Kommt die «rote Welle»? Oder hält die «blaue Wand»? Bei den Zwischenwahlen in den USA («Midterms») geht es heute um nicht weniger als die Kontrolle in Washington. Fast sicher ist: Das Repräsentantenhaus (der «Nationalrat der USA») wird an die Republikaner fallen. Beim Senat (dem «Ständerat der USA») ist die Ausgangslage noch immer so knapp, dass sich kaum Vorhersagen machen lassen.
Worum geht es bei den «Midterms» überhaupt?
Die Zwischenwahlen sind die US-amerikanischen Parlamentswahlen. Sie finden genau in der Mitte von Präsident Joe Bidens (79) erster Amtszeit statt. Zur Wahl steht das gesamte Repräsentantenhaus (435 Sitze) sowie ein Drittel des Senats (35 der 100 Sitze).
Daneben gibt es zahlreiche lokale Wahlen und Abstimmungen. 36 der 50 Bundesstaaten wählen ihren Gouverneur (die lokale Exekutive). Dazu gibt es in mehreren Bundesstaaten Abstimmungen darüber, ob das Recht auf Abtreibung in der lokalen Verfassung festgehalten werden soll.

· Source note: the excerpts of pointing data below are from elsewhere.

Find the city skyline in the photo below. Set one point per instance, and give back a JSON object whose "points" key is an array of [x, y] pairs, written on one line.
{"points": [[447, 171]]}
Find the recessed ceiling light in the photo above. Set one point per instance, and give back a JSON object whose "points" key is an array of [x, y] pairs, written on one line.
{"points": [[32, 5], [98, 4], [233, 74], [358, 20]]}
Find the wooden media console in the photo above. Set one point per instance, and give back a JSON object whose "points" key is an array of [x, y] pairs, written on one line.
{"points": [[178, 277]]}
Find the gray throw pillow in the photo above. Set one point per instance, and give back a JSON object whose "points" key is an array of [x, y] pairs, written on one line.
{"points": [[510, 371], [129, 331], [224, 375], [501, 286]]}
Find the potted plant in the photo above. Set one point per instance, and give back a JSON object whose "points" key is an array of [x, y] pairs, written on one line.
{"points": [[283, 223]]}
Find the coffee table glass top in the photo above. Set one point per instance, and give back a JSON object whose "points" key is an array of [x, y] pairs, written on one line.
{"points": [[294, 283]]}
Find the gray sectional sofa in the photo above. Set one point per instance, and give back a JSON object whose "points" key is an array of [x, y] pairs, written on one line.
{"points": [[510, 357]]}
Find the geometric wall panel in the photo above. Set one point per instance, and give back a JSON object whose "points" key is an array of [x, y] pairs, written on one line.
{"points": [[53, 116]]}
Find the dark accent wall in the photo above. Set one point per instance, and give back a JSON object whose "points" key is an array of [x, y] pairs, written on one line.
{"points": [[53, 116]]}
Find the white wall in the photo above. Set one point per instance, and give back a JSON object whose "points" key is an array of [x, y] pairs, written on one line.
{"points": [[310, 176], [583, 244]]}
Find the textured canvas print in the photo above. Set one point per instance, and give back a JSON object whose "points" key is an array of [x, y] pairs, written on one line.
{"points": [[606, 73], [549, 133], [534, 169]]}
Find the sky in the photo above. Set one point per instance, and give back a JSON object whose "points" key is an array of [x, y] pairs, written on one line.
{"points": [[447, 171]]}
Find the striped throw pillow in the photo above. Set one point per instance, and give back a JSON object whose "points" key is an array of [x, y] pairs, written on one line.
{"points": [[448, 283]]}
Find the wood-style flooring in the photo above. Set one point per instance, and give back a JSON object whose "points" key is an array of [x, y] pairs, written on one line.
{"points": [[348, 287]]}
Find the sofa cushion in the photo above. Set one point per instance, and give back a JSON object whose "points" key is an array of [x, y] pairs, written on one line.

Welche Szenarien sind denkbar?
Erstens: Die Demokraten können ihre knappe Mehrheit im Senat und im Repräsentantenhaus (die beiden Kammern zusammen bilden den «Kongress») halten. Für US-Präsident Joe Biden würde sich damit nicht viel ändern. Zweitens: Die Demokraten verlieren die Mehrheit im Repräsentantenhaus an die Republikaner.
Damit könnten die Republikaner Bidens politische Agenda faktisch ausbremsen. Darüber hinaus hätten sie die Möglichkeit, parlamentarische Komitees mit politischen Ermittlungen zu beauftragen. So könnten sie zum Beispiel Ermittlungen gegen den wegen seiner Geschäftstätigkeit umstrittenen Präsidentensohn Hunter Biden (52) einleiten. Drittens: Die Demokraten verlieren die Mehrheit in beiden Kammern. Biden wäre komplett blockiert. Er hätte kaum Chancen, möglicherweise frei werdende Sitze am höchsten Gericht der USA nach seinem Gusto zu besetzen.
Was sagen die letzten Umfragen?
Die Statistiker des Polit-Portals «FiveThirtyEight» haben 100 Midterms-Wahlen am Computer simuliert. Die Republikaner haben das Repräsentantenhaus in 83 von 100 Fällen und den Senat in 55 von 100 Fällen gewonnen. Während die Sache in der grossen Kammer also klar scheint, ist das Rennen um den Senat weiterhin extrem knapp. Entscheidend werden vor allem die hauchdünnen Rennen in Georgia und Pennsylvania sein.
Welche Bedeutung haben die Midterms für Joe Biden?
Grosse. Biden muss sich auf harzige zwei Jahre einstellen, während derer ihm die Republikaner schier unüberwindbare politische Hürden in den Weg stellen werden. Er wird aller Voraussicht nach zur «lahmen Ente». Der Tonfall in Washington dürfte noch gehässiger werden.
Was bedeuten die Resultate für den Präsidentschaftswahlkampf 2024?
Wenn die Republikaner einen deutlichen Sieg davontragen, wird Donald Trump (76) das als Zeichen verstehen und in Kürze seine Kandidatur für die Präsidentschaftswahlen 2024 verkünden. Bei mehreren Wahlkampfauftritten in den vergangenen Tagen hat der republikanische Ex-Präsident angetönt, dass er seinen Hut «sehr, sehr, sehr bald» in den Ring werfen werde.